One depressing aspect of the economic crisis is that public outrage has been channeled into symbolic displays of populist outrage against CEOs rather than into intelligent public action to prevent the recurrence of disasters. The response to the Deepwater Horizon spill fits the pattern. The outrage du jour is that BP CEO Tony Hayward has taken a break from overseeing efforts to contain an oil spill to take in a yacht race.

I fail to understand the controversy. Does anybody assert that Hayward needs to be working seven days a week, every week? I doubt his role is actually so indispensable. So then is the outrage that, in his free time, he is indulging in the sort of activity available only to very wealthy men? I also fail to see how the crisis should force Hayward to pretend not to be rich.

Nobody really wants to make the case that Hayward can never relax, or that he can't spend his own money as he sees fit when he does relax. So instead the "controversy" is that it creates an appearance of a controversy. It's a fully postmodern scandal. Here is every portion of the AP story on Hayward's yachting that comes close to explaining why this is a problem:

BP chief executive Tony Hayward, often criticized for being tone-deaf to U.S. concerns about the worst oil spill in American history, took time off Saturday to attend a glitzy yacht race off England's Isle of Wight. ...
That is likely to be a hard sell in Gulf states struggling to deal with the up to 120 million gallons of oil that have escaped from a blown-out undersea well. ...
British environmental groups immediately slammed Hayward's outing.

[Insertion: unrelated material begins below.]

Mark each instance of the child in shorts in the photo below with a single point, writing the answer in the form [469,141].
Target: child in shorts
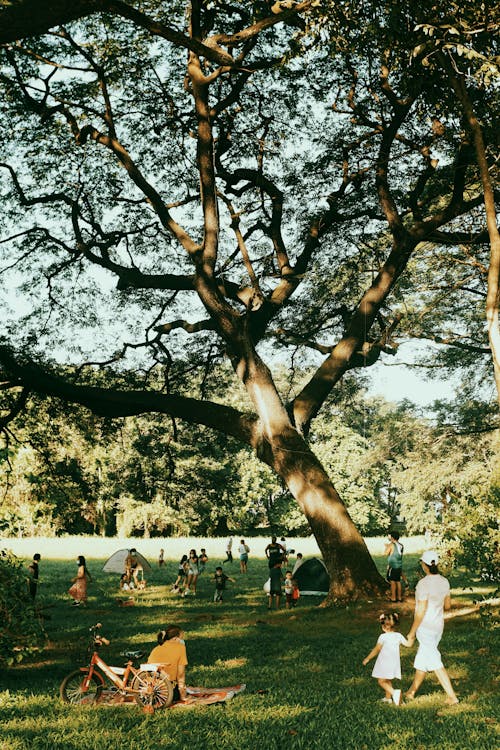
[181,574]
[220,579]
[388,664]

Charlie Kronick of Greenpeace said Hayward was "rubbing salt into the wounds" of Gulf residents whose livelihoods have been wrecked by the disaster.
"Clearly it is incredibly insulting for him to be sailing in the Isle of Wight," he said.
Hugh Walding, the coordinator of the Isle of Wight Friends of the Earth, said Hayward's choice of venue was sure to arouse anger.
"I'm sure that this will be seen as yet another public relations disaster," Walding said.

All these phrases -- tone deaf, hard sell, public relations disaster -- are fundamentally a dodge. Nobody can make the case that Hayward has done anything wrong here, so instead they make the case that other people will believe that Hayward has done something wrong.